The moment of truth came in November 1996. Lukashenka found it necessary not only to dissolve parliament and the Constitutional Court, but also to destroy the opposition morally, to deliberately humiliate it with the help of the old comrades from Moscow–the very people to whom Lukashenka’s opponents had been appealing. These “comrades”–then Russian Prime Minister Viktor Chernomyrdin, State Duma speaker Gennady Seleznev and others–helped Lukashenka remove from the political scene not the anti-Russian Pozniak but politicians who were very well disposed toward Moscow: chairman of the Belarusan parliament Semyon Sharetsky, former Premier Vyacheslav Kebich, and chief justice of Belarus’ constitutional court Valery Tikhinya–the very people who had a real chance of actually uniting Russia and Belarus.

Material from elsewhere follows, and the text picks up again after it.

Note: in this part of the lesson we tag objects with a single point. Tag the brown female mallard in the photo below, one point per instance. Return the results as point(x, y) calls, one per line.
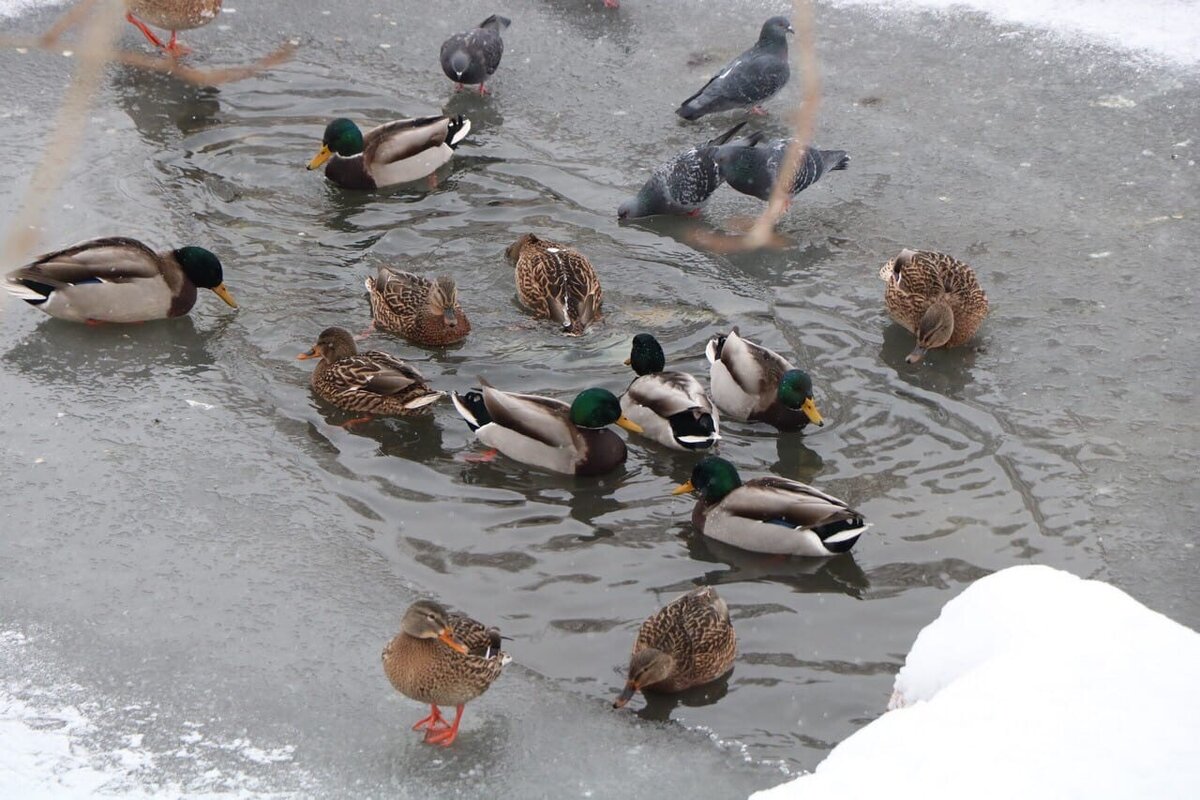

In November 1996 Belarus became finally and irreversibly an independent state.

In September 1938, Adolf Hitler–Aleksandr Lukashenka’s idol and mentor in questions of “building presidential authority”–rubbed his hands in glee after seeing off Daladier and Chamberlain, and exclaimed “What nonentities!” The “Slavic wonder,” as his ecstatic worshippers in Moscow call him, has every reason to repeat the words of his cherished mentor again and again with reference to Russian politicians.

Every spring, Lukashenka will offer new, ever more grandiose and ridiculous structures–a “union state,” “transferable currency,” “joint bodies.” But the great integrator will never agree to the simplest thing–incorporating Belarus into the Russian Federation as one or several subjects of the federation. Dictators never agree to become provincial leaders.

Driven by irrational complexes rather than reason, Moscow will agree to any ruinous folly. The only hope lies with Viktor Gerashchenko, chief of Russia’s Central Bank, who presumably will still not go ahead with a creating a single currency between two money-printing centers. Otherwise it will not only be the Belarusan people who, as Lukashenka has already promised him, “will live in poverty but not for long”–but the Russian people too.

In its affair with Lukashenka, Moscow accelerated the collapse of Commonwealth of Independent States and also has placed under threat the already fragile structure of the Russian Federation (what with Tatarstan, Bashkortostan, Ingushetia and so on). But Moscow has not gotten and will not get anything in return, apart from political and economic obligations to support the sovereign regime of Aleksandr Lukashenka.

Andrei Piontkovsky heads the Center for Strategic Studies, a Moscow-based think-tank.